Malware is commonly spread in several different ways:

• Included with legitimate software Malware is often bundled with legitimate software. For example, a peer-to-peer file transfer application might include potentially unwanted software that displays advertisements on a user's computer. Sometimes, the installation tool might make the user aware of the malware (although users often do not understand the most serious compromises, such as degraded performance and compromised privacy). Other times, the fact that unwanted software is being installed might be hidden from the user (an event known as a non-consensual installation). Windows Defender, as described later in this tutorial, can help detect both the legitimate software that is likely to be bundled and the potentially unwanted software bundled with it, and it will notify the user about the software running on their system. Additionally, when UAC is active, standard user accounts will not have sufficient privileges to install most dangerous applications.
• Social engineering Users are often tricked into installing malware. A common technique is to attach a malware installer to an e-mail and provide instructions for installing the attached software in the e-mail. For example, the e-mail might appear to come from a valid contact and indicate that the attachment is an important security update. E-mail clients such as Microsoft Office Outlook now prevent the user from running executable attachments. Modern social engineering attacks abuse e-mail, instant messages, social networking, or peer-to-peer networks to instruct users to visit a Web site that installs the malware, either with or without the user's knowledge. The most effective way to limit the impact of social engineering attacks is to train users not to install software from untrustworthy sources and not to visit untrusted Web sites. Additionally, UAC reduces the user's ability to install software, AppLocker can prevent users from running untrusted software, and Windows Defender makes users more aware of when potentially unwanted software is being installed. For more information about social engineering, read "Behavioral Modeling of Social Engineering-Based Malicious Software" at http://www.microsoft.com/downloads/details.aspx?FamilyID=e0f27260-58da-40db-8785-689cf6a05c73.

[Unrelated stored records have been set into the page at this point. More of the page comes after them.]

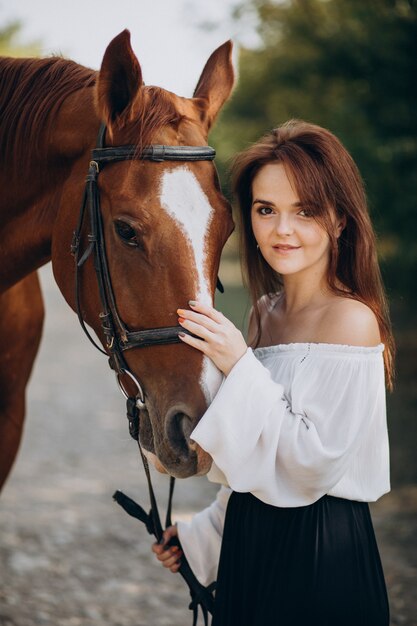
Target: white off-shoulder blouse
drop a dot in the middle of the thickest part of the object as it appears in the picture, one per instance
(289, 424)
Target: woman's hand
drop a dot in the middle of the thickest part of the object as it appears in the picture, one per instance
(220, 340)
(170, 556)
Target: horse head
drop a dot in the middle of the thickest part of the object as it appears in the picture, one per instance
(164, 225)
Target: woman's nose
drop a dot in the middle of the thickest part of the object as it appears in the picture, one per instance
(284, 225)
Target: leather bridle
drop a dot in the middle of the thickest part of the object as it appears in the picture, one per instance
(118, 337)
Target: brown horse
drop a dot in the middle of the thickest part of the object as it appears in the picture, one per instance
(165, 225)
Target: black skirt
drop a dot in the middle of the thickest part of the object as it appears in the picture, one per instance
(316, 564)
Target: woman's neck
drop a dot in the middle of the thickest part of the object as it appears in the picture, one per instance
(304, 292)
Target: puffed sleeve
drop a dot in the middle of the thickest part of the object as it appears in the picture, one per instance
(289, 449)
(201, 538)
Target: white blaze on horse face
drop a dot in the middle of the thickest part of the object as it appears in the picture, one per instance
(185, 202)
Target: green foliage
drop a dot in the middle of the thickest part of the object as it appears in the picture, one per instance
(348, 65)
(11, 46)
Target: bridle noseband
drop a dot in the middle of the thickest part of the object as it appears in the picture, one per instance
(120, 338)
(117, 335)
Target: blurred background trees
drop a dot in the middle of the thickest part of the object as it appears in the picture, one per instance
(11, 45)
(349, 66)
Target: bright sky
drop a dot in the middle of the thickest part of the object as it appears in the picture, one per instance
(166, 34)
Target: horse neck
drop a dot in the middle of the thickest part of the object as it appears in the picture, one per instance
(29, 208)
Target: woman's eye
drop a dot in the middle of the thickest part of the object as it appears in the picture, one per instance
(265, 210)
(126, 233)
(305, 213)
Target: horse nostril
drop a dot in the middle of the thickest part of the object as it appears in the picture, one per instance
(179, 427)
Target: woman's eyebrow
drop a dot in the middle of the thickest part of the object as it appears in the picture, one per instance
(259, 201)
(296, 205)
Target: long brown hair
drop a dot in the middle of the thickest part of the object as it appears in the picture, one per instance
(326, 178)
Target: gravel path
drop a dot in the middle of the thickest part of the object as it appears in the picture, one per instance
(68, 555)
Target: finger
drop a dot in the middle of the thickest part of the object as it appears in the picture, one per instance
(196, 329)
(175, 567)
(198, 318)
(173, 560)
(206, 310)
(199, 344)
(169, 532)
(171, 553)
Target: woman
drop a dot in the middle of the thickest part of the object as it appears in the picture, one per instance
(297, 431)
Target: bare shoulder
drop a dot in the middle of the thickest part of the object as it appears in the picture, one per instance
(266, 305)
(350, 322)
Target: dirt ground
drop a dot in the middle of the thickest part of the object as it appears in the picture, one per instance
(68, 555)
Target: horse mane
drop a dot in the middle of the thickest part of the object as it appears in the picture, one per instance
(33, 91)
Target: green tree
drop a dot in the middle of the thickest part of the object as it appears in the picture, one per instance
(10, 45)
(350, 66)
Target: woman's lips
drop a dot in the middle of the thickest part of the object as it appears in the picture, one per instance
(285, 248)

  Note Windows XP Service Pack 2 (SP2), Windows Vista, and Windows 7 support using Group Policy settings to configure attachment behavior. The relevant Group Policy settings are located in User Configuration\Administrative Templates\Windows Components\Attachment Manager.
• Exploiting browser vulnerabilities Some malware has been known to install itself without the user's knowledge or consent when the user visits a Web site. To accomplish this, the malware needs to exploit a security vulnerability in the browser or a browser add-on to start a process with the user's or system's privileges, and then use those privileges to install the malware. The risk of this type of exploit is significantly reduced by Windows Internet Explorer Protected Mode in Windows Vista and Windows 7. Additionally, the new Internet Explorer 8 feature, SmartScreen, can warn users before they visit a malicious site.
• Exploiting operating system vulnerabilities Some malware might install itself by exploiting operating system vulnerabilities. For example, many worms infect computers by exploiting a network service to start a process on the computer and then install the malware. The risks of this type of exploit are reduced by UAC, explained in this tutorial, and Windows Service Hardening.